Centrifugare le cellule satelliti isolate da FACS ed eliminare il surnatante. Lavare le cellule con un millilitro di PBS, centrifugarle e incubarle in un tampone di estrazione nucleare a freddo da un millilitro su ghiaccio per 20 minuti. Aggiungere 20 microlitri di microsfere magnetiche rivestite di Concanavalin A in una provetta da 1,5 millilitri contenente 850 microlitri di tampone di legame a freddo.
Quindi, utilizzando una griglia magnetica, lavare le perline due volte con un millilitro di tampone per legatura a freddo e lasciare che le perline si accumulino sul lato della provetta sulla griglia per cinque minuti prima di risospenderle delicatamente in 300 microlitri di tampone per legatura a freddo.
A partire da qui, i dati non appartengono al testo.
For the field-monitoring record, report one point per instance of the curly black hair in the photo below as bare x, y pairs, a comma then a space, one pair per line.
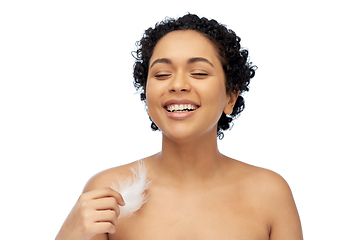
238, 70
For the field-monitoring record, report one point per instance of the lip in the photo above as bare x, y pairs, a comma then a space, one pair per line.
180, 101
180, 115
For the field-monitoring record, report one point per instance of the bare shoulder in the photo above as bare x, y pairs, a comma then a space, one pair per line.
109, 176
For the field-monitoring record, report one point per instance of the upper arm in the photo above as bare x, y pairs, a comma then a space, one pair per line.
284, 218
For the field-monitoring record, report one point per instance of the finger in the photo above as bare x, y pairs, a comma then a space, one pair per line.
104, 227
107, 216
107, 192
107, 203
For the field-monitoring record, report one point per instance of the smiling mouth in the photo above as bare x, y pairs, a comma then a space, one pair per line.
181, 107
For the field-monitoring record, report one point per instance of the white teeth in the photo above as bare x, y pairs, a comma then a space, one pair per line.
180, 107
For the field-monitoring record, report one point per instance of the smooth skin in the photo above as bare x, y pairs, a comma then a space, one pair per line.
196, 192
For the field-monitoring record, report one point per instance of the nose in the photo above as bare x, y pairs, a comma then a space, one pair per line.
179, 84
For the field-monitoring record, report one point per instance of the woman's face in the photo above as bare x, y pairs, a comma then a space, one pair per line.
185, 89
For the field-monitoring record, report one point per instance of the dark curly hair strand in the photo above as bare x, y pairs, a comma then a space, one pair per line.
238, 70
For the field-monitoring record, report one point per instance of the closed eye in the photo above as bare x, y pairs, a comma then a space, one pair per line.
162, 75
199, 75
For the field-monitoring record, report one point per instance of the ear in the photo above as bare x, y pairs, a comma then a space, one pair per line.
232, 97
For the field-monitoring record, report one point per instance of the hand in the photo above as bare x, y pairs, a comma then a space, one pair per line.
95, 212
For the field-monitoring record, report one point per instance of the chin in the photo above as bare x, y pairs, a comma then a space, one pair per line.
182, 135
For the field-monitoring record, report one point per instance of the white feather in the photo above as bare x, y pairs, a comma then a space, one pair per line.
133, 190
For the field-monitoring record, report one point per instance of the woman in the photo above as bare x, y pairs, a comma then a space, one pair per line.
192, 73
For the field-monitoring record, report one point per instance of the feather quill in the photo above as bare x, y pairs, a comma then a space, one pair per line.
133, 190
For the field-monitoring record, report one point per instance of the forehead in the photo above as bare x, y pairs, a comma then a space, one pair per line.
185, 44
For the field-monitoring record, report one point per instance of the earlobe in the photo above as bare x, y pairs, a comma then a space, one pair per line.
231, 103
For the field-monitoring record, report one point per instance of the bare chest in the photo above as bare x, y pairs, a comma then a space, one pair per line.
206, 215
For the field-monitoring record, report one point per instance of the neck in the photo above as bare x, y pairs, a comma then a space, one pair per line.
189, 162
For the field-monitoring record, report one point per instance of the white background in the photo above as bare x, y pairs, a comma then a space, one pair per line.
68, 108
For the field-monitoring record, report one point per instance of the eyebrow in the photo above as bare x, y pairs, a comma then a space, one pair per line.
190, 61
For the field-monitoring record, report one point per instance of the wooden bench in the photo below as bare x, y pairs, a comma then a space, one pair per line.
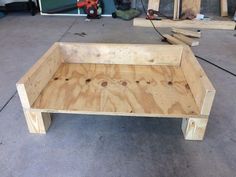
118, 79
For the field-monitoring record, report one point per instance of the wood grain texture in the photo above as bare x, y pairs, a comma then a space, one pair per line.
227, 25
173, 40
201, 87
187, 32
33, 82
176, 10
194, 5
187, 40
194, 129
154, 4
224, 8
138, 54
152, 91
37, 122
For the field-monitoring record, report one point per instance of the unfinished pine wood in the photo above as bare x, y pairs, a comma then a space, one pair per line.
187, 40
227, 25
32, 83
224, 8
202, 89
194, 5
137, 54
154, 4
173, 40
176, 9
187, 32
194, 129
37, 122
118, 90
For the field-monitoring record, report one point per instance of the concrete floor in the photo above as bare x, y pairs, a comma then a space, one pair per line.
89, 146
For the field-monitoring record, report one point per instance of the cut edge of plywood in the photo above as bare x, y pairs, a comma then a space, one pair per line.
203, 24
187, 40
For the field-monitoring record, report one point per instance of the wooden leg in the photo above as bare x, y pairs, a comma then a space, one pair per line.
193, 128
37, 122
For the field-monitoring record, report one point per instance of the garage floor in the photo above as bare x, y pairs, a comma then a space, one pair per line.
103, 146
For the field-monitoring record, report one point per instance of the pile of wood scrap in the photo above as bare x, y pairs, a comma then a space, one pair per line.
183, 37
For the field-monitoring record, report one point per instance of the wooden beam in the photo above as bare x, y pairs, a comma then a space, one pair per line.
154, 4
194, 129
227, 25
201, 87
176, 9
187, 40
138, 54
187, 32
173, 40
194, 5
224, 8
37, 122
32, 83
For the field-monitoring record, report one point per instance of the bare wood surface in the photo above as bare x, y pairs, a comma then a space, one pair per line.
187, 40
227, 25
37, 122
224, 8
118, 90
176, 9
201, 87
33, 82
187, 32
194, 5
154, 4
194, 129
138, 54
173, 40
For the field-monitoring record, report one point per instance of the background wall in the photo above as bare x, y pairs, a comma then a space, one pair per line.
208, 6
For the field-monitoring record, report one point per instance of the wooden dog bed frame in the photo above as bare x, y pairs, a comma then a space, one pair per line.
118, 79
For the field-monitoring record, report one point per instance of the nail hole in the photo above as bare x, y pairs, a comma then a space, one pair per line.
124, 83
104, 84
88, 80
187, 86
170, 83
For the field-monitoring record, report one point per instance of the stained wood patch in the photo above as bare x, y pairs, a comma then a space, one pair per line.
118, 90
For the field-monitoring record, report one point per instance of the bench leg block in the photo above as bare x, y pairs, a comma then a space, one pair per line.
38, 122
193, 128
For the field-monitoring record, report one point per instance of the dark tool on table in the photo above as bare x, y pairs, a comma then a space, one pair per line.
153, 15
93, 8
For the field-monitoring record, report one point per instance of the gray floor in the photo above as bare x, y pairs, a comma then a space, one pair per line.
89, 146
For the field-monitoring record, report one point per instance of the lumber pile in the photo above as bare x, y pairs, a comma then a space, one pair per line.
183, 37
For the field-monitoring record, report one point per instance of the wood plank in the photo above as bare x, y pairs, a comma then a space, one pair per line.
153, 91
194, 5
187, 40
194, 129
154, 4
138, 54
32, 83
227, 25
37, 122
173, 40
201, 88
176, 9
187, 32
224, 8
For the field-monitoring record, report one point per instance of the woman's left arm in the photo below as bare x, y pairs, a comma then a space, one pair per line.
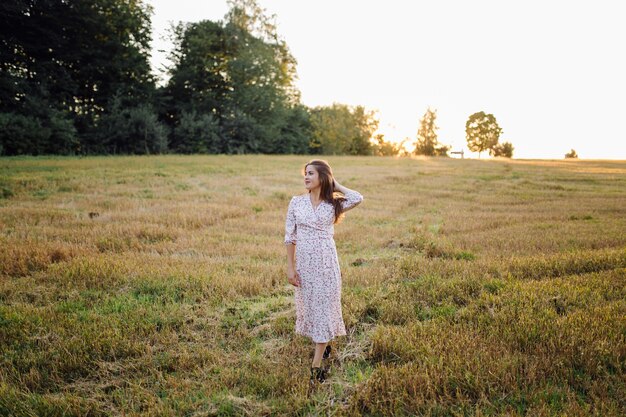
353, 198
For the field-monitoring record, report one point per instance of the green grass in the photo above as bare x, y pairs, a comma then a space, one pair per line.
470, 287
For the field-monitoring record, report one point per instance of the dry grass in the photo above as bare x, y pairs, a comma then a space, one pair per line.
156, 286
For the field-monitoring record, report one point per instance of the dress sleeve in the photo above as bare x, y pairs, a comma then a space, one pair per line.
290, 224
353, 199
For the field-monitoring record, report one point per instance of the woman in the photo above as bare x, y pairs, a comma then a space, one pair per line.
312, 263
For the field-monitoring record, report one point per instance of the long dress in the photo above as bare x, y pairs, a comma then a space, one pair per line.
318, 299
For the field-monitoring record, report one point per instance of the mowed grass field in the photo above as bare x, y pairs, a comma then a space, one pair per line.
156, 285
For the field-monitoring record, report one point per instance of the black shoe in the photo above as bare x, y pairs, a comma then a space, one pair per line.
318, 374
327, 352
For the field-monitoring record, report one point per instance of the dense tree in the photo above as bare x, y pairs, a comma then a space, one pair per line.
427, 143
61, 63
482, 132
341, 129
241, 74
504, 149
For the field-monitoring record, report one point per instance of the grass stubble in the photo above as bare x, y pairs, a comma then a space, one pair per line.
156, 286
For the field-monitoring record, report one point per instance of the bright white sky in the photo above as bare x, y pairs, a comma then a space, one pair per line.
552, 72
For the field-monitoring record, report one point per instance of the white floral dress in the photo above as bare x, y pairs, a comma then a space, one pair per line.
318, 299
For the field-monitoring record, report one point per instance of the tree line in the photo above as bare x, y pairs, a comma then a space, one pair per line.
75, 79
482, 134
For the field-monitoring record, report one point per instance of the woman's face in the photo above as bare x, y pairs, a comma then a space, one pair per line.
311, 178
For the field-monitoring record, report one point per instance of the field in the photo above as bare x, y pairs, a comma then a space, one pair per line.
156, 285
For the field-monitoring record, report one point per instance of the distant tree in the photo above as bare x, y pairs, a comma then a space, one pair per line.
62, 61
504, 149
482, 132
341, 129
427, 143
241, 74
129, 130
382, 147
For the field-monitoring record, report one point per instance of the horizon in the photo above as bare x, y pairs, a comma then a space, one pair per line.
556, 88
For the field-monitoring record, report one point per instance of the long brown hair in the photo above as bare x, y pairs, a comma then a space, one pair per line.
327, 188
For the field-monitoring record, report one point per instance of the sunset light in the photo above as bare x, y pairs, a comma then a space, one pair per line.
548, 71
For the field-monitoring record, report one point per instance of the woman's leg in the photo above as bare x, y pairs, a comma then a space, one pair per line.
319, 351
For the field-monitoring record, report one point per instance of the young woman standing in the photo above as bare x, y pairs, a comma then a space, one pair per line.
312, 262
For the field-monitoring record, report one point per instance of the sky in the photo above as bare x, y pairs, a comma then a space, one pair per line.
552, 72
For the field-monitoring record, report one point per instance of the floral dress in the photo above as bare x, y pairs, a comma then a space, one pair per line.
318, 299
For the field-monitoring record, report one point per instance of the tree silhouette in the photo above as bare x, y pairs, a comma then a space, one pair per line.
482, 132
427, 143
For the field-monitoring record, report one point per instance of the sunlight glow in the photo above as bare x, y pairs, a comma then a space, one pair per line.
548, 71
Successivamente, centrifugare i nuclei e risospenderli delicatamente in 600 microlitri di tampone di estrazione nucleare. Quindi mescolare 600 microlitri di nuclei estratti con 300 microlitri di liquame di Concanavalin A e incubare a quattro gradi Celsius per 10 minuti.
Dopo aver rimosso il surnatante utilizzando un rack magnetico, risospendere i nuclei legati alle microsfere con un millilitro di tampone di blocco del freddo. Anche in questo caso, rimuovere il surnatante e lavare due volte i nuclei legati alle perline con un millilitro di tampone di lavaggio a freddo. Separare il surnatante, risospendere delicatamente i complessi di microsfere del nucleo con un anticorpo primario specifico e incubare a quattro gradi Celsius per una notte con una leggera agitazione.
Il giorno successivo, rimuovere il surnatante e lavare i nuclei legati alle microsfere prima di risospenderli in 100 microlitri di tampone di lavaggio a freddo. Aggiungere 100 microlitri di nucleasi A-micrococcica della proteina A-diluita ai 100 microlitri di nuclei legati alle perle e incubare a quattro gradi Celsius per un'ora con agitazione. Dopo l'incubazione, rimuovere il surnatante e lavare due volte i nuclei legati alle microsfere prima di risospenderli in 150 microlitri di tampone di lavaggio a freddo.
Successivamente, aggiungere tre microlitri di cloruro di calcio 100 millimolari, mescolare rapidamente agitando e incubare su ghiaccio per 30 minuti. Arrestare la reazione aggiungendo 150 microlitri di tampone di arresto e incubare a 37 gradi Celsius per 20 minuti. Centrifugare i campioni e trasferire il surnatante in una nuova provetta per microcentrifuga, scartando il pellet e le perle.
Quindi aggiungere tre microlitri di sodio dodecil solfato al 10% e 2,5 microlitri di proteinasi K.Mescolare per inversione e incubare per 10 minuti a 70 gradi Celsius. Quindi aggiungere 300 microlitri di fenolo: cloroformio: alcol isoamilico e vortice prima di trasferire in provette a blocco di fase da due millilitri. Centrifugare e aggiungere 300 microlitri di cloroformio nella stessa provetta.
Centrifugare di nuovo e raccogliere il surnatante in una provetta da 1,5 millilitri. Quindi, aggiungi un microlitro di glicogeno, quindi 750 microlitri di etanolo al 100% e lascia che il DNA precipiti durante la notte a meno 20 gradi Celsius. Il giorno successivo, pellettizzare il DNA mediante centrifugazione, quindi lavare il pellet con un millilitro di etanolo al 100% e centrifugare due volte prima di rimuovere l'etanolo residuo con una pipetta.
Asciugare il pellet all'aria per cinque minuti e risospenderlo in 25 microlitri di tampone tris-EDTA. L'H3KME2 e il H3K27AC sono stati arricchiti attorno ai TSS di PAC7, ITGA7, LAM2, CXCR4 e VCAM1. Tuttavia, H3K4ME2 e H3K27AC non sono stati arricchiti in quelli di ITGAM, PTPRC, PECAM, CKM o MHY3.
Quasi nessun segnale è stato ottenuto con il campione di IgG. Vengono mostrati l'analisi dei motivi noti di HOMER, i picchi AR e le cellule satelliti e le regioni percentuali mirate. L'analisi dei cercatori ha svelato quasi 500 picchi con un punteggio di picco superiore a 50, di cui più di 200 con un punteggio superiore a 100.